Indian Grocery Stores

When I was first married, I was given many Indian cookbooks as wedding gifts and continued to receive them as Christmas presents, birthday presents, housewarming presents... Many of these cookbooks will try to tell you that certain substitutions can be made, and the recipe will be just as effective, and the food will be just as good.

These cookbooks lie.

Yes, you can try to make roti with half white and half wheat flour.

Sure, you can use those drab little brown lentils sold in every grocery store in America instead of whichever dal the recipe calls for.

Yeah, if you don't happen to have a spice on hand, you can omit it.

But I don't recommend it. No, no, no.

If you're going to cook Indian, find an Indian grocery store near you, and make friends with people who run it. It's very easy.
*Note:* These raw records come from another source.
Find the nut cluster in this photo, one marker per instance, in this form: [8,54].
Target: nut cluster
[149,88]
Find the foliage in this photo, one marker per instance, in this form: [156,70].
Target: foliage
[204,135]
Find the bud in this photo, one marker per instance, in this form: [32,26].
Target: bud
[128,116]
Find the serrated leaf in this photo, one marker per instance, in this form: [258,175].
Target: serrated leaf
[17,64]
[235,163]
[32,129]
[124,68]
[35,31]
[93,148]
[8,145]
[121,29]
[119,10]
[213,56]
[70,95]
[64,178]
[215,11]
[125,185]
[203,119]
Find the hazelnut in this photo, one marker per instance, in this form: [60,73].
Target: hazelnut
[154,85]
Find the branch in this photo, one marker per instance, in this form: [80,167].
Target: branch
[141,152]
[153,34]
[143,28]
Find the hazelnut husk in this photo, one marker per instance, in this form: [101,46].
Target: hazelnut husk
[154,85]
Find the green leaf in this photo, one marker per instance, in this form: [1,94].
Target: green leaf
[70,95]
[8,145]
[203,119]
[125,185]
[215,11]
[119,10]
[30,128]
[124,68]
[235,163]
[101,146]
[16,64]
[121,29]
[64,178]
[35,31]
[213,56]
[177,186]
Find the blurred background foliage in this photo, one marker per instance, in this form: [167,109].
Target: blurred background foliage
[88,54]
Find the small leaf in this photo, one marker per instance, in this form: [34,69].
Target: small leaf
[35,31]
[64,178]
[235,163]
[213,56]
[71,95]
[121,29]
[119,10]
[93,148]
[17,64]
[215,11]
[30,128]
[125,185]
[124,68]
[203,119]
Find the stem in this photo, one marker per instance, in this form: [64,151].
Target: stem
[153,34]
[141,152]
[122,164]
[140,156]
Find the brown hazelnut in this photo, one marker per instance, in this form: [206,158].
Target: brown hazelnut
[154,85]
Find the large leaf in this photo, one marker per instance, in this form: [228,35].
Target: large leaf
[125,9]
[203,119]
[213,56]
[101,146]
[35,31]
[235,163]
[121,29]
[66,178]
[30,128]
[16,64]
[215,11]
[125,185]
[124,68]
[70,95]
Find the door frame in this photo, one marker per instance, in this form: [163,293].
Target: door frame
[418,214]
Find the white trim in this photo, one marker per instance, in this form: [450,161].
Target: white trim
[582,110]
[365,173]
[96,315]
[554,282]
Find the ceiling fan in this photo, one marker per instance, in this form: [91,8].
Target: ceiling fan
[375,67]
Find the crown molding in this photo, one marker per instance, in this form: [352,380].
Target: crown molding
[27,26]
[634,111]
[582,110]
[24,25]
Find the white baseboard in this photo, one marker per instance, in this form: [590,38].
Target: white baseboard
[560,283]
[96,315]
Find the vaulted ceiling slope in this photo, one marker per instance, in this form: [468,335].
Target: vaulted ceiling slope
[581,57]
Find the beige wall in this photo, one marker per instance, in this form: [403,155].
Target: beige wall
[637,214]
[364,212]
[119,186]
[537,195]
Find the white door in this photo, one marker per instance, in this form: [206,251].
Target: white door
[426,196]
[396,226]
If you are of the Indian persuasion, you will be immediately accepted and lauded for your embracing of Indian culture. If you are not Indian, you will be immediately accepted and lauded for your embracing of Indian culture, and you will also be regarded as something of a charming novelty. It's fun!

Now you may be convinced that there are no Indian stores within striking distance of where you live, but I doubt you're right. I live in Southern California, and you can't go anywhere here without being within ten miles of not just a good Indian grocery store, but a great one. But I've lived in Minnesota and found great Indian stores, I've lived in Utah and found them, my sister tells me there are even some good Indian grocery stores in Jackson, Mississippi. You can find a good Indian store near you. I promise.

Now, if you live out in the absolute middle of nowhere and never, ever make it in to the big city, or if you just prefer not to venture out of the house, there is, of course, the internet. All of the spices I mention (and so many more), are available at a truly niffty website, And let me just tell you, wow! I'd have trouble running down some of those things in India. (I once spent a whole afternoon trying to find oregano and thyme in Indore, India. Silly me, I should have asked my mother in-law first. She took me to the right place--a tiny little stall at a corner of some obsure street--in fifteen minutes.) All of the cooking utensils and tools I mention here are also availabe online. But it is so much more fun to buy them at the Indian grocery store.
Either way, and I wish someone had sat me down and told me this ten years ago, there is no excuse for not procuring the proper ingredients. Your tastebuds will thank you.